TERF War is a game about feminist fear and hatred of trans women.
Since the 1970s, certain branches of feminism have decried the existence of trans people and painted trans women specifically as infiltrators working on behalf of the patriarchy to destroy women’s spaces. (“TERF” stands for trans-exclusionary radical feminist.) These views treat trans women as less than “real” women and rely on an oddly essentialist understanding of gender (contrary to many other strands of feminism) that holds that gender assignment at birth dictates the “truth” of gender. Self-described radical feminists like Cathy Brennan have dedicated considerable amounts of time and energy to attacking and outing trans women, describing some as “pretendbians” (that is, pretend lesbians) and publicizing their old names and identities in a deliberate attempt to disrupt and endanger their lives. Brennan once went so far as to write to the UN to argue that legal protections for gender identity and gender expression would directly harm cisgender women.
Feminists like Brennan represent a very real danger to transgender people everywhere, and to trans women specifically. They are actively contributing to a culture of violent transphobia and cisssexism in which trans people’s identities are subject to scrutiny, contested, and ultimately rendered unreal. In other words, they are fighting to sustain a world in which transgender people, especially transgender women of colour, are routinely harassed, beaten, made homeless, murdered, and imprisoned in gender inappropriate facilities.
But even as I loathe Brennan and others for their part in maintaining these oppressive structures, I believe that their influence is shrinking. Feminism is changing, and while transphobia is still rampant, the models of gender that Brennan and her ilk promote are losing traction. Simultaneously, trans people are increasingly building our own spaces and creating our own communities, rather than only looking to access existing ones. I see the rage with which transphobic feminists attack us as a response to these developments — I think it’s inversely proportional to the amount of power and territory they’re left defending. Even as we recognize and fight back against the former, I think we need to realize that the latter is dwindling.

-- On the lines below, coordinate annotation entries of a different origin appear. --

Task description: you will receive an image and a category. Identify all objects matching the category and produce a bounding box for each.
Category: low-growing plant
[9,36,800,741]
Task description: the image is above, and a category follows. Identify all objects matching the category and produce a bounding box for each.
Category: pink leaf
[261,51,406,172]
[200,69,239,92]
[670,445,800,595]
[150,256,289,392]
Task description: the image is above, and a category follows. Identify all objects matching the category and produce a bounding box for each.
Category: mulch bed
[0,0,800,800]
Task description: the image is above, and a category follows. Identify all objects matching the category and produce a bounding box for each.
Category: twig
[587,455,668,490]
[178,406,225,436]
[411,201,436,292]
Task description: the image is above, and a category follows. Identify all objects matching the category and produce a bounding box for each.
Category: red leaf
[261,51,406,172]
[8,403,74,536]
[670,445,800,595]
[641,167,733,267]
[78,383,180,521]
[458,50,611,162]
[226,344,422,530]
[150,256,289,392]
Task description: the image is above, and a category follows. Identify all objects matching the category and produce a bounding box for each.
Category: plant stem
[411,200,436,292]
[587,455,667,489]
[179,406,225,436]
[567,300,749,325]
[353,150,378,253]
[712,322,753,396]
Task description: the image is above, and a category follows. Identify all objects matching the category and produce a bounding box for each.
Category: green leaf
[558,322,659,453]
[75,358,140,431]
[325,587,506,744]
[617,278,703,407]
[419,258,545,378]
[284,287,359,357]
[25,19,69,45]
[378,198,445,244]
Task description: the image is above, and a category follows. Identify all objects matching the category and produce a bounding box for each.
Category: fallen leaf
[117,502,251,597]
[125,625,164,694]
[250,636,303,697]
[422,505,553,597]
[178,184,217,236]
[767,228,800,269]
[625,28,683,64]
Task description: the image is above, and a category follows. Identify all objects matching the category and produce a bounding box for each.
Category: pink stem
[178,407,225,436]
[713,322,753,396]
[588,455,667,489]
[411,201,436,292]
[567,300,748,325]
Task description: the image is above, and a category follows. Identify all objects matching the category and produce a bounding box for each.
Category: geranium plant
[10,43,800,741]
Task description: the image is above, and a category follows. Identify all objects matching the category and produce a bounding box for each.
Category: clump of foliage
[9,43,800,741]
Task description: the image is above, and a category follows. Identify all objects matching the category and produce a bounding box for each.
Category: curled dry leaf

I believe that the reason their influence is fading is because this generation had the option of not identifying with gender. Instead of believing that gender is an artificial construct forced upon them by a hostile world and the same must be true for everyone else as well, people who don’t identify with gender now have the possibility of gender being an outside label for one’s self without generalizing that to everyone. The only way to escape gender isn’t to abolish it for everyone else.
In the process, many of the gender-based communities are also crumbling. Lesbianism is no longer monolithic. There are now distinct communities of people attracted to labeled-female primary and secondary sexual characteristics but otherwise part of mainstream society, people who are attracted to specific gender performances (butch/femme community) and people who are attracted to women and still into the communities of women.